2009 airliner crash probe only told half story: Report
WASHINGTON-Anadolu Agency
The 2009 crash of a Boeing jetliner operated by Turkish Airlines bears uncanny similarities to the crashes of two Boeing aircraft last year that left 346 people dead and forced the American aerospace titan to ground an entire fleet.
The crash of a Boeing 737 NG, or Next Generation, Max airplane near Amsterdam and the crashes of the 2019 flights in Indonesia and Ethiopia all included the failure of a single sensor that led to cascading computer errors, according to a review obtained by the New York Times.
Boeing also failed to provide pilots with information that could have been critical to preventing the tragedies.
The 2009 crash “represents such a sentinel event that was never taken seriously,” Sidney Dekker, an aviation safety expert who was commissioned by the Dutch Safety Board to analyze the crash, told the newspaper.
Dekker's review pointed the finger squarely at Boeing who he said sought to shield its "design shortcomings," by seeking to place blame on the pilots who it said should have been more attentive.
Dekker's findings went unpublished by the Dutch Safety Board, which either erased or "amended" its findings in the face of pushback from an American team that included Boeing representatives and U.S. safety officials.
Turkish Airlines Flight 1951 crashed on approach to Amsterdam's main international airport.
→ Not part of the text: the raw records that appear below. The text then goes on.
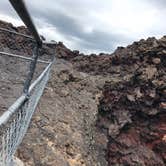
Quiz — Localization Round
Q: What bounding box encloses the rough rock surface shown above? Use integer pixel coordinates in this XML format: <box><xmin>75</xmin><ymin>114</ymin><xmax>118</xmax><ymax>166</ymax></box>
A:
<box><xmin>0</xmin><ymin>20</ymin><xmax>166</xmax><ymax>166</ymax></box>
<box><xmin>97</xmin><ymin>37</ymin><xmax>166</xmax><ymax>165</ymax></box>
<box><xmin>16</xmin><ymin>59</ymin><xmax>111</xmax><ymax>166</ymax></box>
The pilots were asked by air traffic control to carry out a difficult landing maneuver that included slowing the aircraft while descending more quickly than would be typical.
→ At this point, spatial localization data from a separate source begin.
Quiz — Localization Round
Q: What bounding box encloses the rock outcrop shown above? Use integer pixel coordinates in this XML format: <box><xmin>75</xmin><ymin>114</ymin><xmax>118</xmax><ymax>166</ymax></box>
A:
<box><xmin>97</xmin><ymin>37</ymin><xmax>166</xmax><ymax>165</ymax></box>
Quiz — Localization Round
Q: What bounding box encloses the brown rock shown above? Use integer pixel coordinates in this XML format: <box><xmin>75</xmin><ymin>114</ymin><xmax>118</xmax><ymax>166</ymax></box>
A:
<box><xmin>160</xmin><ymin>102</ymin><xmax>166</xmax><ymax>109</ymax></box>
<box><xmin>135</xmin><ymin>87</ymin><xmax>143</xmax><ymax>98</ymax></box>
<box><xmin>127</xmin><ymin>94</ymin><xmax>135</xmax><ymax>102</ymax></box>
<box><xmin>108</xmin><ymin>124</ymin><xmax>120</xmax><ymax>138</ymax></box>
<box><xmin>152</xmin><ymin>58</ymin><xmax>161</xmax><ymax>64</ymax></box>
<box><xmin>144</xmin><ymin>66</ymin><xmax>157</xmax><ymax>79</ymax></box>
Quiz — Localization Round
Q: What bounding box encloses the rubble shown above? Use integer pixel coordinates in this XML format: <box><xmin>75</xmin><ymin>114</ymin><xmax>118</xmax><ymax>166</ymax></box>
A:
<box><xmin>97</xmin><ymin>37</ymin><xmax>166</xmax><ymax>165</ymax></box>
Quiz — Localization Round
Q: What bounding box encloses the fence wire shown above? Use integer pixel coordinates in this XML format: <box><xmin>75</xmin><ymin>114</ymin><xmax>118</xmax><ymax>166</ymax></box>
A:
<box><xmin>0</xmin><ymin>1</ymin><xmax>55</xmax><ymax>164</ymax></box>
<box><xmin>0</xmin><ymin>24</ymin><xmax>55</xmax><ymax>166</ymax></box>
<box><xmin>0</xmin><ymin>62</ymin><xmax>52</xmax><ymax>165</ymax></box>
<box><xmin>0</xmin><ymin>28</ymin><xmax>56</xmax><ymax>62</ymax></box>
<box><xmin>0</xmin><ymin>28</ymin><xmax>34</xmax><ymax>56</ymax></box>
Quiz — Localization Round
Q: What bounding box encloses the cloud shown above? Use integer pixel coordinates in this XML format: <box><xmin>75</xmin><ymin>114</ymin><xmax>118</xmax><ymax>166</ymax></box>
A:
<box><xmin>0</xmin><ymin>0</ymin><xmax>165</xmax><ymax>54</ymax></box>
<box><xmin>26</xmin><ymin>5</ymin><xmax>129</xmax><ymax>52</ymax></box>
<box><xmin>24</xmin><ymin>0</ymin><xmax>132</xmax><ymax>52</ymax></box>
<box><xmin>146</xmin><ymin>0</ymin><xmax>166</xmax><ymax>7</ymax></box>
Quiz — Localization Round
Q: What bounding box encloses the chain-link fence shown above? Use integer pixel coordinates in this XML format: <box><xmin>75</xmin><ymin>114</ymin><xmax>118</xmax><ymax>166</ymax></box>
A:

The pilots had not yet completed their landing checklist, and should have circled around for another approach in-line with airline procedure, according to the Times, which also noted that violations were "commonplace" at the airport.
But in carrying out the landing maneuver the aircraft had slowed too much, setting off shaking in the pilots' controls stick that warned the plane would quickly stall. One pilot then pushed the throttle forward to gain speed, but the computer commanded the engine idle as soon as he let go.
The captain then disabled autothrottle, and sought to increase thrust to maximum, but the effort came too late and the plane quickly plunged into a field less than a mile from its destination, killing all three pilots, a crew member and five passengers.
The Dutch investigators determined a faulty sensor erroneously thought the plane was able to land, and set the plane to idle. The autothrottle had acted normally for 70 seconds, according to the Times, drawing down the plane's speed on approach, but the pilots failed to notice that it continued to slow after reaching target speed.
The Dutch investigators determined the pilots were preoccupied with the landing checklist at that time.
Dekker's report "acknowledged fatal mistakes by the Turkish Airlines pilots in his 129-page study," but also found significant responsibility with Boeing that was played down in the final report by Dutch authorities, the newspaper said.
Among Boeing's faults was the computer system's reliance on just one of two sensors to measure altitude, and the company's decision to exclude important information from the aircraft operations manual, which hindered the Turkish Airlines pilots.
The 737 NG has two sets of sensors and computers, one on the left side of the aircraft, and one on the right, with only one being in control most of the
time. The pilots recognized the inaccurate altitude readings, noting that they were coming from the left sensor, and would have concluded that did not matter because the autothrottle would have been getting the correct information from the right, according to Dekker's findings.
But the pilots could not have known the computer that controlled engine thrust always relied on the left sensor as it was nowhere in Boeing's pilot manual, Dekker found.
“I'm pretty sure none or almost none of the 737 pilots knew that,” Erik van der Lely, a 737 NG pilot who studied under Dekker, told the Times.
In the 2019 737 Max crashes Boeing had also not given pilots critical information on an automated system that was a factor in the catastrophes.
“It's really easy to blame it on the dead pilots and say it has nothing to do with our improperly designed system,” Shawn Pruchnicki, a professor at Ohio State who has experience in investigating accidents, told the New York Times.
"It just gets frustrating because we keep having the same types of accidents.”